With ours, on our first cook i had left it running, pulled the lid to add our meat, and later noticed the temp had skyrocketed. At first i was like what the heck, but then i realized its probably because the controller detected a dip in temperature, and slammed the fan on to bring the heat back up. 

Thinking next time i might rather turn it off, let the temperature drop a few degrees, and then turn it back on to let the controller bring it back up.


----------



## noboundaries (Jan 11, 2018)

Cold temperature inhibits the chemical reaction in batteries that produces electricity.  The PartyQ isn't the problem.  The outside temperature was the problem.  With the single digit temps stated above, the alkaline batteries probably lost 50% or more of their ability to produce electricity. Once the output drops below a certain level, the unit will shut down.  If you were to bring those batteries in a warm house, let them warm to room temp over several hours, you'd get power again.

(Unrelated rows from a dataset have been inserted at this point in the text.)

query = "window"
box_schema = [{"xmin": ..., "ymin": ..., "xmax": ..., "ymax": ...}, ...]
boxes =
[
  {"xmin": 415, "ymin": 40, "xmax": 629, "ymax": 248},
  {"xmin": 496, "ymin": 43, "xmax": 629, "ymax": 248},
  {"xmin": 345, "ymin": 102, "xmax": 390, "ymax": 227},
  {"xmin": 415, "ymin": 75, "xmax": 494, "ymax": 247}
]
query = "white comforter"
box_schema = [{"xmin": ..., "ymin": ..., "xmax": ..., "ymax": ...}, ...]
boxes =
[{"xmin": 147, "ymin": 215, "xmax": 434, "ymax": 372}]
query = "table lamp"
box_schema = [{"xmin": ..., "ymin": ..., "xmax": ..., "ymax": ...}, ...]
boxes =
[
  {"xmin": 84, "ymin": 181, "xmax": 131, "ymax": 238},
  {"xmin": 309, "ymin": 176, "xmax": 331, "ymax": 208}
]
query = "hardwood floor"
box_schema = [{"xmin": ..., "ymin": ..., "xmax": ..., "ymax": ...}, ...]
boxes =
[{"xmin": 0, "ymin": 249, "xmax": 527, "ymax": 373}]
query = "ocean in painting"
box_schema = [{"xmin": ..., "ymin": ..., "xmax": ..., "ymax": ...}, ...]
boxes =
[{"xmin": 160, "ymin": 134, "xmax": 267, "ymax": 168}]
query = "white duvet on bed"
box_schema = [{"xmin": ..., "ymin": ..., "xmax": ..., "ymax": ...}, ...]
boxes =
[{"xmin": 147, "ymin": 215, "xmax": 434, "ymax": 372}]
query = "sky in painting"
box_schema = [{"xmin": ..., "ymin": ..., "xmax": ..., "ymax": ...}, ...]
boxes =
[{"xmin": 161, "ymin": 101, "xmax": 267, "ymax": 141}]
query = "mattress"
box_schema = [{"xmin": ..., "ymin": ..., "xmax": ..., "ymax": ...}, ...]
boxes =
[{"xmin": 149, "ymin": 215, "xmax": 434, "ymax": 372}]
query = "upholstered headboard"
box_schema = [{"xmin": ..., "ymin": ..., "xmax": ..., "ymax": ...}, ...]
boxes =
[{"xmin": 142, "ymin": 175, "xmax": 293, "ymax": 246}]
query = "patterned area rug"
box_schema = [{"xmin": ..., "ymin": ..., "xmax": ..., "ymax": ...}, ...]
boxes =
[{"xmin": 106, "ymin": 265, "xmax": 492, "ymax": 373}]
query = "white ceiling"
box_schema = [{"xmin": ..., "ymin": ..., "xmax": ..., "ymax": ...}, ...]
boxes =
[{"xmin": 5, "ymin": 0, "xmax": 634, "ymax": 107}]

I don't believe the Party Q has an AC adapter available, but it might be worth a check.


----------



## yankee2bbq (Jan 11, 2018)

I’ve checked.  No AC adaptor for the party q. Now, there is a video on YouTube that has a guy making a DIY plug in for converting battery to AC powered.  

I turn off my party q before I lift my lid off the smoker.


----------



## dward51 (Jan 11, 2018)

We have those "industrial" alkaline batteries at work.  They are all crap.  Both the Duracel and Energizer industrial DO NOT last nearly as long as the retail versions of what appears to be the same battery (appearances are deceptive).   It got so bad that our group special ordered retail batteries instead of the junk industrial.  I suspect that may be part of the problem.  

Also as others noted, alkaline batteries performance drops off as temp decreases.  Just a fact in the chemistry involved in how they work.

As a side note, I've been using a BBQ Guru Digi-Q II for over 10 years and never had a issue.  I've smoked in single digits, but that unit comes with a plug in 120v to 12v converter so I'm not on batteries either.


----------



## mat5182 (Feb 10, 2018)

Hey all,

I wanted to follow up now that I was finally able to re-test with lithium batteries. I ran it overnight last night - brisket flat, brisket point, and a picnic shoulder on my WSM. The weather wasn't as cold as I would have liked for a true test but still overall the unit ran fine. Temps were around 20 degrees i believe. 14 hours later though and the guru was still running like a champ. 

Only issues I ran into were with my fuel source. Was getting a little over 5 hours with a full load of lump. So I was woken up around 3:30am to my pit probe alerting me that temps were falling below my target range. So i had to refill a few times. But the guru ran the whole time... no issues. I think next time I'll go for brickets for a slower more consistent overnight cook. 

Thanks for all the help and recommendations.


----------



## Gwanger (Mar 7, 2018)

mat5182 said:


> Hello,
> 
> For Christmas i received a BBQ Guru Party Q temperature controller that i could use with my WSM. I was all excited and attempted to test it out this past weekend with a pork shoulder. I live in the New England area so the temps were pretty cold this time of year. This past weekend we were in the single digits with a wind chill probably far below that. The problems i ran into was with a battery drain.
> 
> ...


mat- I have the large dyna-glo smoker and have been looking at different automatic temperature controllers for the charcoal smokers. So far best ones are the bbq guru and the flame boss. the gurus fan runs while it is trying to come up to your set temp. the fan on the flame boss runs the fan to come up to temp but then runs intermittantly not constantly like the guru. also batteries are temp sensitive. I have 12 batteries for my solar system and their run time is much less in cold weather


----------